Le test ultime : la liberté totale
En août 2001, 27 chevaux ont été relâchés sans aucune clôture dans la réserve naturelle de Kalamaili (4 000 km²). Parmi eux, un jeune étalon nommé Hong. Pendant une semaine, les animaux sont restés à moins de 500 mètres de leur point de lâcher. Mais au huitième jour, Hong s’est mis en marche avec son harem. Il a marché droit vers le nord sur 30 kilomètres pour s’arrêter devant une source d’eau qui ne figurait sur aucune carte du projet. Comment le savait-il ? Mémoire ancestrale, odeur portée par le vent ou lecture géologique intuitive, le mystère reste entier.
Les taux de natalité naturelle ont atteint 87 %. Les poulains nés à l’état sauvage distinguaient 23 plantes différentes à l’odeur et se figeaient instantanément à l’ombre d’un aigle. Depuis l’espace, l’imagerie satellite a commencé à montrer des taches vertes s’étendant à partir de leurs territoires. En 2003, la nappe phréatique s’est stabilisée, puis a commencé à remonter.

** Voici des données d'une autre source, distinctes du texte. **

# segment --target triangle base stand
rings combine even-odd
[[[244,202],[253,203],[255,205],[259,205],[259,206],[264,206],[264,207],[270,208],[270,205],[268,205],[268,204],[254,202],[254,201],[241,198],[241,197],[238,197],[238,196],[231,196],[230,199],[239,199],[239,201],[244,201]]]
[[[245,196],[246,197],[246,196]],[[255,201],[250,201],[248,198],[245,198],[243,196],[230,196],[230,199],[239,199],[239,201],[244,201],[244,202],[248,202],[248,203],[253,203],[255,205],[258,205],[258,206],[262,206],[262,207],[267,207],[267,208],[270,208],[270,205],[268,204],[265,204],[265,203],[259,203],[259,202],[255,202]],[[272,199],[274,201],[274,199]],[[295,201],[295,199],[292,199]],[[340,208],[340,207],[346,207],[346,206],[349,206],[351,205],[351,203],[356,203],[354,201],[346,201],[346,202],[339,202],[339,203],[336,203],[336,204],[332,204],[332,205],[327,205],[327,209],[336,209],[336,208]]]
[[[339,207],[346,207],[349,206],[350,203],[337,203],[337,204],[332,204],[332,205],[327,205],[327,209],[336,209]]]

Les chevaux avaient réactivé une pompe hydrologique éteinte depuis une génération.
L’économie de la nature
Lorsque des économistes écologiques ont calculé la valeur réelle d’un seul de ces chevaux pour l’écosystème, les chiffres ont donné le vertige. Un cheval de Przewalski génère 47 000 dollars de bénéfices écologiques par an :
- Restauration des sols : 12 000 $
- Dispersion des graines : 8 000 $
- Rétention d’eau : 15 000 $
- Séquestration du carbone : 7 000 $
- Soutien à la biodiversité : 5 000 $
En 2023, les 11 chevaux initiaux étaient devenus 534, gérant efficacement 26 700 hectares et générant 25 millions de dollars de bénéfices écologiques annuels. Le désert recule désormais de 47 hectares par an dans leurs zones d’itinérance. Contrairement aux 47 milliards de dollars dépensés pour planter des arbres qui asséchaient la terre, les chevaux restaurent la prairie, qui nécessite 90 % moins d’eau qu’une forêt.

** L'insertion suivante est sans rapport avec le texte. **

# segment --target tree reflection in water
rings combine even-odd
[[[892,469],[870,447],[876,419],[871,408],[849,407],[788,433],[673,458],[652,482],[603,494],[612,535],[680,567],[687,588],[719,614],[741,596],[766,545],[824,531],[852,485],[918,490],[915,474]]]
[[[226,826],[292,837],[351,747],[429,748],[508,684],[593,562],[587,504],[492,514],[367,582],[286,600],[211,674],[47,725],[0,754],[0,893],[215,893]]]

Ce succès a inspiré d’autres nations. La Mongolie a relâché des chevaux dans le parc national de Hustai, atteignant 490 individus en 2023. Le Kazakhstan a lancé son propre projet en 2024. La Chine prévoit d’étendre sa réserve pour atteindre 2 500 chevaux sauvages d’ici 2040, ce qui pourrait restaurer 100 000 hectares de terres dégradées et séquestrer 43 000 tonnes de carbone par an.
L’histoire de ces chevaux nous rappelle une vérité fondamentale : nous ne pouvons pas toujours concevoir un écosystème de haut en bas avec de l’ingénierie humaine. Parfois, la meilleure solution consiste à ramener les ingénieurs d’origine, façonnés par l’évolution, et à les laisser faire leur travail.